Die AMTS-basierte Versorgung setzt dabei an allen Stellen der Versorgungskette an:

Düsseldorf Apotheke AMTS

Eine einfache, aber effektive Kommunikation zwischen den Beteiligten ermöglicht es UAEs während des gesamten Medikationsprozesses aufzudecken und langfristig zu verhindern. Die Maßnahmen zur Erhöhung der Arzneimitteltherapiesicherheit führen somit zu:

weniger UAEs

zu einer Kostenreduzierung durch Prozessoptimierung und zum effektiveren Personaleinsatz

einer höheren Lebensqualität
der Bewohner

mehr Zeit und Zufriedenheitdes Personals

Diese Folgen verstärken sich in ihrer Wirkung gegenseitig. Lebensqualität ist dabei das wesentlichste Nutzenversprechen eines Pflegeträgers für Bewohner im letzten Lebensabschnitt. Damit ist die AMTS-basierte Versorgung der entscheidende Hebel um die Zufriedenheit und Gesundheit der Bewohner zu verbessern und – darüber hinaus – gute Pflegefachkräfte zu stärken und zu gewinnen.

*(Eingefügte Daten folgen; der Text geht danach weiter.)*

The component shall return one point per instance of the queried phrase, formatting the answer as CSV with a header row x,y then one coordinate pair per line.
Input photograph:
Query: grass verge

Gemeinsam AMTS erreichen durch:

Düsseldorf Apotheke Management
  • standardisierte Prozesse – so einfach wie möglich

  • einheitliche, effektive Kommunikation

  • regelmäßige Überprüfung der Medikationspläne

  • Medikationsanalysen durch speziell geschulte Apotheker zur Vermeidung und Behebung von arzneimittelbezogenen Problemen

  • Unterstützung und Hilfestellung bei der Arzneimittelversorgung vor Ort

  • auf Ihren Bedarf abgestimmte Unterstützung im QM

  • AMTS-Training für Ihr Pflegepersonal

  • Angebot eines Qualitätszirkels

Quellen: P. Thürmann, U. Jaehde. Abschlussbericht im Auftrag des Bundesgesundheitsministeriums zum Projekt Arzneimitteltherapiesicherheit in Alten- und Pflegeheimen. Onlineveröffentlichung 2011,  letzter Zugriff 15.10.2018. | U. Puteanus. „Arzneimittelversorgung von Heimbewohnern“, Fachtagung Sozialpharmazie der Akademie für Öffentliches Gesundheitswesen, Landesinstitut für Gesundheit und Arbeit des Landes Nordrhein-Westfalen, 24. und 25. Mai 2011 Düsseldorf. | M. Chan, F. Nicklason, J.H. Vial. Adverse drug events as a cause of hospital admission in the elderly. Intern Med J. 2001, 31(4). | F. Hanke. Eine Untersuchung arzneimittelbezogener Probleme in stationären Alteneinrichtungen als methodische Grundlage einer Geriatrischen Pharmazie. Dissertationsschrift Universität Witten Herdecke 2014.